Wednesday, March 10, 2010

The Myth of the Eternal Return

After watching the Matrix in class i had been bitten by the bug. I had to scrounge through my roommates movie collections and find the others. A small matrix session ensued and thus many hours were wasted in front of the tv. However one particular quote i found interesting was when the Architect is speaking with Neo and says, "Which brings us at last to the moment of truth, wherein the fundamental flaw is ultimately expressed, and the Anomaly revealed as both beginning... and end" It brought to mind the first theme of the class, The myth of the eternal return. The flaw the architect is speaking of is simply Love. Which then brought to mind a quote spoken by Dr. Sexon today in class, ( something along the lines of) "Marriage is rape". Does this mean love is consensual rape, or that love doesn't necessarily exist in a perfect world, only in the created realm of the matrix?

Some Notable Matrix Magic

- When Smith pulls up in an Audi at the beginning of the film, his license plate is IS 5416. In the King James Bible, Isaiah 54:16 says, "Behold, I have created the smith that bloweth the coals in the fire, and that bringeth forth an instrument for his work; and I have created the waster to destroy."

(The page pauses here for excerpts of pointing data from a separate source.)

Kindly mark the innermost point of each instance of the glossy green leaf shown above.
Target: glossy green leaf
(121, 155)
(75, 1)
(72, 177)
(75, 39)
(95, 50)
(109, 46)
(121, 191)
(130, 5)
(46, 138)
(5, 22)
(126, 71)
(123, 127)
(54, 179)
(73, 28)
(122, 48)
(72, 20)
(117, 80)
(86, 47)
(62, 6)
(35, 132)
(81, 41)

- The idea of all programs being born from The Source, an entity of pure light, and returning there after their purpose is fulfilled is a philosophy borrowed from the Hindu belief in Brahma, who in Hindu mythology, is a god composed of pure life energy. This god created all things, and it is man's destiny to return to Brahmand after his/her destiny is fulfilled.

- "Know thyself", the phrase in the kitchen of the "oracle", was the inscription above the entrance of the Delphic Oracle.

- Neo's room number is 101. Room 101 was the place in George Orwell's book "1984" where people were sent to be tortured and would end up believing something that wasn't true.

- The book Neo hides his computer discs in is called "Simulacra and Simulation". The chapter where they're hidden called Nihilism. Nihilism often involves a sense of despair coupled with the belief that life is devoid of meaning.

- The blocking moves Neo uses against Agent Smith upon his realization of being "the One", are the exact same techniques Daniel LaRusso uses against Mr. Miyagi upon his realization that he has in fact been karate training in The Karate Kid (1984). Sand the floor, paint the fence, wax on, wax off...

- Before his character's final speech at the end, Keanu Reeves never has more than five sentences in a row to speak.

- When Morpheus is explaining "What the Matrix is" to Neo, he uses the phrase, "Welcome, to the desert of the real." This is a paraphrase from Jean Baudrillard's "Simulacra and Simulation", the hollowed-out book where Neo keeps his illegal software. The quote can be found in Chapter One - The Precession of Simulacra, Page one, Paragraph 2, "It is the real, and not the map, whose vestiges persist here and there in the deserts that are no longer those of the Empire, but ours. The desert of the real itself." * The directors made every member of the cast and crew read this book.